Ian Warhurst, who owns the Bloodhound car that’s been built to go beyond 800mph (1,290km/h), says new money must come into the project this month or it will be wound up.
Bloodhound clocked 628mph (1,010km/h) in trials last year while powered only by a jet engine.
With the addition of a rocket, the vehicle should easily beat the existing world record of 763mph (1,228km/h).
That won’t happen, though, says the Yorkshire businessman, unless the financing is there to support it.
Mr Warhurst rescued Bloodhound from administration at the end of 2018 but said at the time he would only fund the rescue. It would then require other individuals or corporates to come in with the funds to finish the job. He thinks about £8m should do it.
“We’ve shown what this car can do and there’s been huge support for it. But although I’ve had lots of conversations with people who are interested in taking it on, we haven’t yet been able to get the money on the table,” the automotive engineer told BBC News.
“We really need to do that in the next month because of the timescales we’re operating to.”
The £8m would cover the last elements of the rocket’s development and the work needed to prepare and run the car on its bespoke race track on Hakskeen Pan, a dried out lakebed in South Africa’s Kalahari Desert.
The aim is to try to break the land speed record during the pan’s dry, cool months from July to August 2021. But that means kickstarting the final push no later than June this year.
“I reckon there’s about a year’s worth of work to get the car ready, so we need to get going in the next few months,” Mr Warhurst explained. “After we came back from South Africa at the end of last year, we let team members take up other contracts. But we need now to give them certainty if we’re to ask them to come back.”
The businessman said the general public’s interest in the Gloucestershire-based project had been immense. Independent analysis of the media coverage showed any sponsors involved in the South African trials could have received a 14:1 return on their investment, he claimed.

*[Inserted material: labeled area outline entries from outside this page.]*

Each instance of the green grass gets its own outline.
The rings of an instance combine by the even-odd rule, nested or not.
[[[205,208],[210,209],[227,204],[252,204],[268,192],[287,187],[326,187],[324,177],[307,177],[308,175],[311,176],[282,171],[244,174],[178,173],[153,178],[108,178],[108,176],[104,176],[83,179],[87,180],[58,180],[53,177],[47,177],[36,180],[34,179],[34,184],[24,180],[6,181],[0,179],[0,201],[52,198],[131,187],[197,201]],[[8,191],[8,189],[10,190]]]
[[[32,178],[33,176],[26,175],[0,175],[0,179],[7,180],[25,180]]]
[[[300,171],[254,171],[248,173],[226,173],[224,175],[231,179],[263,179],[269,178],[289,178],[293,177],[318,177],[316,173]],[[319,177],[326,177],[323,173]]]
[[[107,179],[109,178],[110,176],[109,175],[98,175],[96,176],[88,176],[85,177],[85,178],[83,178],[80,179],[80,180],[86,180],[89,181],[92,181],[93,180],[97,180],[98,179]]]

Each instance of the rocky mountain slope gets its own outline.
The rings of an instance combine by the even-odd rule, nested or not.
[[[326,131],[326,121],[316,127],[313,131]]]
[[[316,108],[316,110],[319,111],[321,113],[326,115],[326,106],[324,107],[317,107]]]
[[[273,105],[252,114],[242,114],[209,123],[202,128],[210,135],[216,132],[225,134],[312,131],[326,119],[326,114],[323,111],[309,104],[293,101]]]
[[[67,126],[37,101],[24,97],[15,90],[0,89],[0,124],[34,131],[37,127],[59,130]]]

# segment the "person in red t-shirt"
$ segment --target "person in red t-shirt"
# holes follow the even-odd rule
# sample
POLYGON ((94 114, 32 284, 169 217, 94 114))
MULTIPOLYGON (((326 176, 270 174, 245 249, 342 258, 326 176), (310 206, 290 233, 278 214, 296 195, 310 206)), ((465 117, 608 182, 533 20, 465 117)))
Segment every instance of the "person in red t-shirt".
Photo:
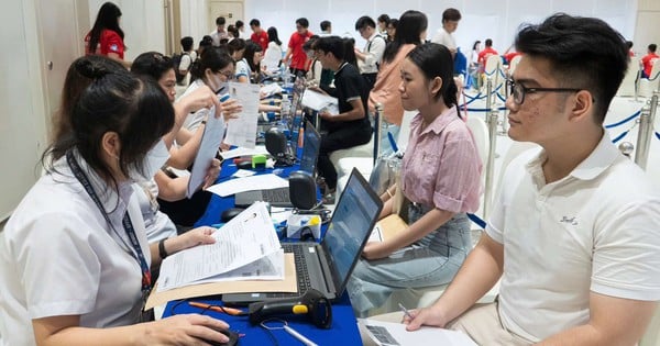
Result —
POLYGON ((651 43, 649 45, 649 52, 647 55, 645 55, 641 58, 641 67, 642 67, 642 72, 644 75, 641 77, 644 78, 651 78, 651 77, 656 77, 656 76, 651 76, 651 70, 653 69, 653 64, 656 64, 656 60, 660 58, 660 56, 658 54, 656 54, 656 49, 658 48, 658 46, 654 43, 651 43))
POLYGON ((112 2, 106 2, 99 9, 94 26, 85 36, 85 54, 105 55, 118 60, 125 67, 131 63, 124 60, 125 46, 123 31, 119 27, 121 10, 112 2))
POLYGON ((302 49, 302 45, 309 41, 314 34, 307 30, 309 27, 309 21, 306 18, 299 18, 296 20, 296 32, 292 34, 289 38, 288 49, 283 62, 289 63, 289 69, 292 74, 296 76, 305 76, 307 74, 307 54, 302 49))
POLYGON ((261 22, 257 19, 251 20, 250 29, 252 29, 250 41, 258 44, 266 52, 268 48, 268 33, 261 29, 261 22))
POLYGON ((497 51, 493 49, 493 40, 486 38, 485 41, 486 47, 479 53, 479 57, 476 63, 479 64, 480 71, 484 71, 486 67, 486 60, 491 55, 499 55, 497 51))

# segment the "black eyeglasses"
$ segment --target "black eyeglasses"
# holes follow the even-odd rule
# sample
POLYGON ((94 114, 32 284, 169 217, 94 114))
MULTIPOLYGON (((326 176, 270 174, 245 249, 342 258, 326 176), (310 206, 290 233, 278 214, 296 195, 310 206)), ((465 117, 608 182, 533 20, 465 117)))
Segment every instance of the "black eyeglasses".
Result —
POLYGON ((513 79, 506 80, 507 91, 506 94, 514 96, 514 102, 516 104, 522 104, 525 102, 526 93, 535 92, 578 92, 582 89, 575 88, 526 88, 522 85, 516 83, 513 79))

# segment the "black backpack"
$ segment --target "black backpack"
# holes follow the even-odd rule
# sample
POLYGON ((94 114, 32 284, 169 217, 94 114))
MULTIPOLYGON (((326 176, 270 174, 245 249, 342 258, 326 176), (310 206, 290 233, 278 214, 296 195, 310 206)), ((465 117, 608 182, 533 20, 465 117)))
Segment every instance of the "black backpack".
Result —
MULTIPOLYGON (((178 68, 178 67, 179 67, 179 65, 182 65, 182 57, 183 57, 184 55, 188 55, 188 56, 190 56, 190 54, 189 54, 188 52, 184 52, 184 53, 182 53, 182 54, 175 53, 175 54, 172 56, 172 63, 173 63, 173 65, 174 65, 174 75, 176 76, 176 83, 177 83, 177 85, 179 85, 179 86, 180 86, 180 85, 184 82, 184 79, 186 78, 186 75, 182 75, 182 74, 179 72, 179 68, 178 68)), ((189 68, 189 67, 188 67, 188 68, 189 68)))

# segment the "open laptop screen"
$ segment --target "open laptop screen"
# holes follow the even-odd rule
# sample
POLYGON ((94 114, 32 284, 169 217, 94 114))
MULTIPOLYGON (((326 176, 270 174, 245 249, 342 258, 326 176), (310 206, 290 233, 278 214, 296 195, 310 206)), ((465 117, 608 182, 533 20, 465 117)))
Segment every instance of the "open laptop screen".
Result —
POLYGON ((378 196, 362 175, 353 169, 322 243, 330 268, 334 271, 332 277, 338 294, 345 288, 349 272, 360 259, 360 253, 382 208, 378 196))

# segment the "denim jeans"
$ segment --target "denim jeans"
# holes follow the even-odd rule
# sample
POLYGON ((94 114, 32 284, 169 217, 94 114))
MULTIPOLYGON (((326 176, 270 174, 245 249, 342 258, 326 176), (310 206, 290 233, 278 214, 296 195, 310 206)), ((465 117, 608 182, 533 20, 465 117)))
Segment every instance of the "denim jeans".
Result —
MULTIPOLYGON (((409 223, 429 210, 410 205, 409 223)), ((361 258, 348 284, 355 315, 366 316, 369 310, 381 306, 395 290, 449 283, 471 249, 470 221, 460 213, 389 257, 361 258)))

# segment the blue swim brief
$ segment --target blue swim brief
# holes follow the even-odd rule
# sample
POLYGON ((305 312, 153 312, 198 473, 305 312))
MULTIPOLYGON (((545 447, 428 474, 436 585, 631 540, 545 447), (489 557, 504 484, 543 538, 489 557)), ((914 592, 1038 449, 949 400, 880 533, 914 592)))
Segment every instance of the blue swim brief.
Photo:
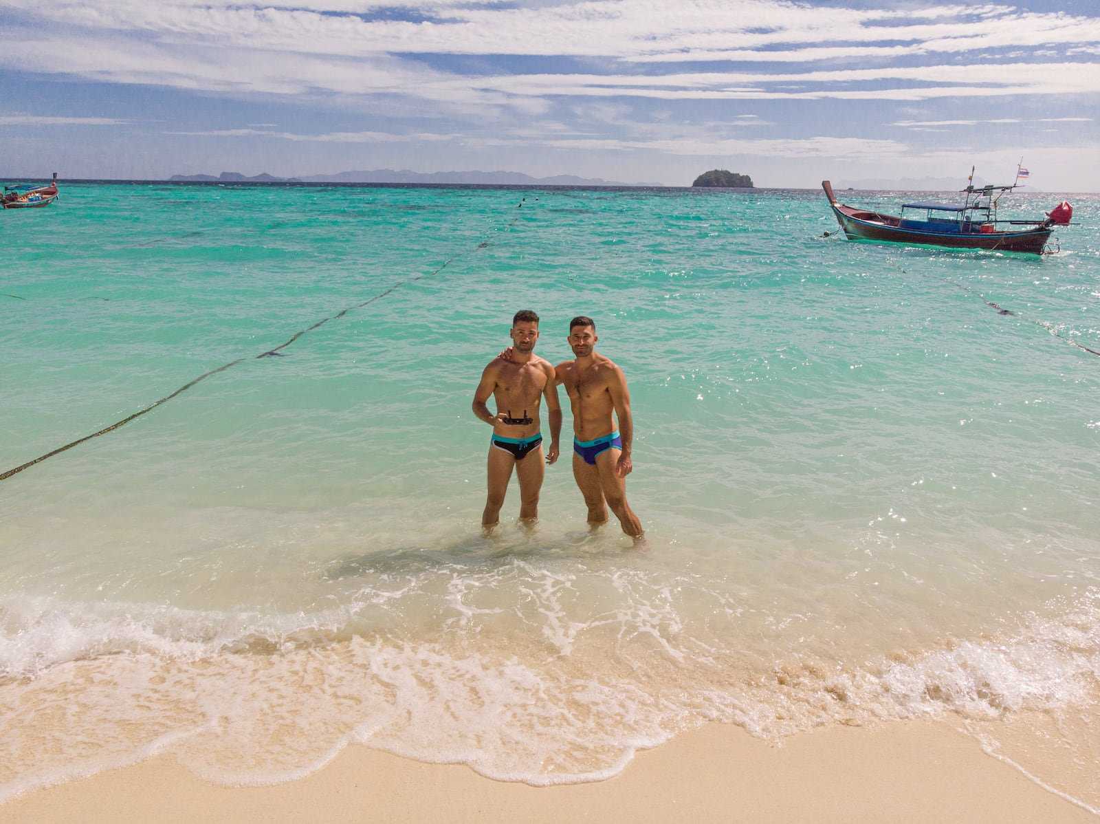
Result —
POLYGON ((576 438, 573 438, 573 451, 581 455, 585 463, 591 463, 592 465, 595 465, 597 454, 612 447, 623 449, 623 439, 619 437, 617 430, 592 441, 579 441, 576 438))
POLYGON ((528 452, 534 452, 539 448, 539 444, 542 442, 542 432, 532 435, 530 438, 505 438, 503 435, 494 432, 488 442, 490 446, 503 449, 505 452, 510 452, 513 458, 521 461, 527 457, 528 452))

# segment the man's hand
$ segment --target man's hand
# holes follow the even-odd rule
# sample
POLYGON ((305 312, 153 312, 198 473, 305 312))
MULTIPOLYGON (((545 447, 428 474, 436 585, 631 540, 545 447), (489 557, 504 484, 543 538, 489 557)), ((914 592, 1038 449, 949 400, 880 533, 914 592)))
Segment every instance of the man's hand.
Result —
POLYGON ((615 474, 619 477, 626 477, 634 471, 634 462, 630 460, 630 455, 620 454, 618 462, 615 464, 615 474))

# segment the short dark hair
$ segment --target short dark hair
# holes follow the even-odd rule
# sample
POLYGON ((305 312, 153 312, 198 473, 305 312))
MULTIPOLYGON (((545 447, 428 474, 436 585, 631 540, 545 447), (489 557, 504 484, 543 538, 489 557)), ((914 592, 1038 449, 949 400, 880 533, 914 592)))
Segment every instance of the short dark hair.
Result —
POLYGON ((530 309, 520 309, 512 317, 512 325, 515 326, 520 321, 527 321, 529 323, 538 323, 539 316, 532 312, 530 309))

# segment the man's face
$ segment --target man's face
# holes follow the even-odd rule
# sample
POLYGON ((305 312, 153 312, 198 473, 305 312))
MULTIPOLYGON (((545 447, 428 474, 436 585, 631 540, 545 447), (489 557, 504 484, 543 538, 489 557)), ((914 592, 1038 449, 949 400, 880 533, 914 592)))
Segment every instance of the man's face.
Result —
POLYGON ((569 341, 573 354, 578 358, 584 358, 592 354, 592 350, 596 348, 596 341, 600 339, 596 337, 596 330, 591 326, 575 326, 569 330, 569 337, 565 340, 569 341))
POLYGON ((512 342, 518 352, 535 351, 535 341, 539 339, 539 325, 534 320, 520 320, 512 327, 512 342))

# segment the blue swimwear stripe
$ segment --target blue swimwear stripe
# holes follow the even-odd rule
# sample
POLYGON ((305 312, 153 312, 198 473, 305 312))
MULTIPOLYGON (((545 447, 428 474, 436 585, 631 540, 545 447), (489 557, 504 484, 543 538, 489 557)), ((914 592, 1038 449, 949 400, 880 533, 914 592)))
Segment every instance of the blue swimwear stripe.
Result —
POLYGON ((503 435, 496 435, 494 432, 491 440, 501 441, 502 443, 518 443, 521 447, 526 447, 528 443, 534 443, 541 437, 542 432, 532 435, 530 438, 505 438, 503 435))
POLYGON ((603 438, 596 438, 594 441, 579 441, 576 438, 573 438, 573 443, 578 447, 595 447, 600 443, 610 443, 618 437, 618 430, 616 429, 610 435, 605 435, 603 438))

The privately funded Bloodhound project was launched in 2008 by then science minister and car racer Lord Paul Drayson as a “vehicle” to get schoolchildren engaged in science, technology, engineering and mathematics (STEM) subjects.

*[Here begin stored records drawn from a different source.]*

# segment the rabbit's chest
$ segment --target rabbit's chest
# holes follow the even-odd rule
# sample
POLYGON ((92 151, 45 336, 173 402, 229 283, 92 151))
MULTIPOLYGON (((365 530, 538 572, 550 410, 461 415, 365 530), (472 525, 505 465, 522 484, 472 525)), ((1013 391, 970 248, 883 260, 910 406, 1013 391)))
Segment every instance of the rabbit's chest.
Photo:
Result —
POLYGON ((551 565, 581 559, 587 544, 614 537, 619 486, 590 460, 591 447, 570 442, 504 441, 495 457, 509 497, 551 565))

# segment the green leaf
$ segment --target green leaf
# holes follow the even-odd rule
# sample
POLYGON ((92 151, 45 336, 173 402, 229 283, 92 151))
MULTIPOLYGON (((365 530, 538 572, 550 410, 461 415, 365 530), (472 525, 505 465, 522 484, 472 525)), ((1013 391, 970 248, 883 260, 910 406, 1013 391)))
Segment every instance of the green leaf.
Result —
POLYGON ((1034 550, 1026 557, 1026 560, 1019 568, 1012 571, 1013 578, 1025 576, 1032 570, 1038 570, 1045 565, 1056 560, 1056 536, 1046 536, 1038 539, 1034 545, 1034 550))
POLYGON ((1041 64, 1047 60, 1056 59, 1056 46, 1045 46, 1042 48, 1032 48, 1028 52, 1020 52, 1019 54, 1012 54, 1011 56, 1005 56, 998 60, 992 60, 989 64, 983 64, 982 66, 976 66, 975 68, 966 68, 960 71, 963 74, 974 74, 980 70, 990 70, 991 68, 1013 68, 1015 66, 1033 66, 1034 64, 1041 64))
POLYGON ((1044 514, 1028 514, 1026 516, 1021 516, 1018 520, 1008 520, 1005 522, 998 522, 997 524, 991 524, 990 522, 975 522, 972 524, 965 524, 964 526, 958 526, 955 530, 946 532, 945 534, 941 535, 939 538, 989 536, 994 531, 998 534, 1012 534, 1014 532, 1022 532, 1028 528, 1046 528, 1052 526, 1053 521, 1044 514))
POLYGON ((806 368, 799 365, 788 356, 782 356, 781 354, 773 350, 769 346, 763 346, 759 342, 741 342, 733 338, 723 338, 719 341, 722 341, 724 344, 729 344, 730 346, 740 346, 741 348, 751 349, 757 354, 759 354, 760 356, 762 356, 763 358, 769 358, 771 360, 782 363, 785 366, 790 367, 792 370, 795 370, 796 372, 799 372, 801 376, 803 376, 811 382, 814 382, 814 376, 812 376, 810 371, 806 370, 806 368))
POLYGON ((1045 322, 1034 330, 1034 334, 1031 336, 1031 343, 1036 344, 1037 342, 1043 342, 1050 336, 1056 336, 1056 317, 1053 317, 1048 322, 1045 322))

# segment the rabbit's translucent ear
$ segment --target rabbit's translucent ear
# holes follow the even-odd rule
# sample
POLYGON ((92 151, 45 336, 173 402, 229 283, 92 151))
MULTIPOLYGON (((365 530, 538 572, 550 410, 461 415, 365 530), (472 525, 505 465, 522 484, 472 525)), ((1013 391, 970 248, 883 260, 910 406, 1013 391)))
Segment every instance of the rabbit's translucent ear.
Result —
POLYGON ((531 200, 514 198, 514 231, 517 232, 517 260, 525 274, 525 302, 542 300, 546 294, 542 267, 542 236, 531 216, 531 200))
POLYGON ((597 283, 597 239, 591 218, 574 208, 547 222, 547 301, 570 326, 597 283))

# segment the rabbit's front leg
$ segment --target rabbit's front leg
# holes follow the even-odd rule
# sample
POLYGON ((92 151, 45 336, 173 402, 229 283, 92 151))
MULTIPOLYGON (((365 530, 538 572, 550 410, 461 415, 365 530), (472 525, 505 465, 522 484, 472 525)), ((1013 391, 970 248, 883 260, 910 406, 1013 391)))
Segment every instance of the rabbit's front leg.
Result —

An education charity has been operating in tandem with the development programme, using model rocket cars to teach fundamental concepts such as Newtonian laws.
Bloodhound was designed to run with a Eurofighter-Typhoon EJ200 jet engine in unison with a rocket.
Rolls-Royce supplies the turbofan and the Norwegian aerospace company Nammo is poised to provide the booster.
The speeds Bloodhound achieved last year using just the EJ200 power unit put it in a select group of only eight cars to run faster than 600mph – Sonic 1, Blue Flame, Thrust2, Budweiser Rocket, Sonic Arrow, Aussie Invader III, and Thrust SSC.
It is Thrust SSC which set the existing land speed record in 1997. Its driver was Andy Green. The former RAF pilot is also the driver in Bloodhound.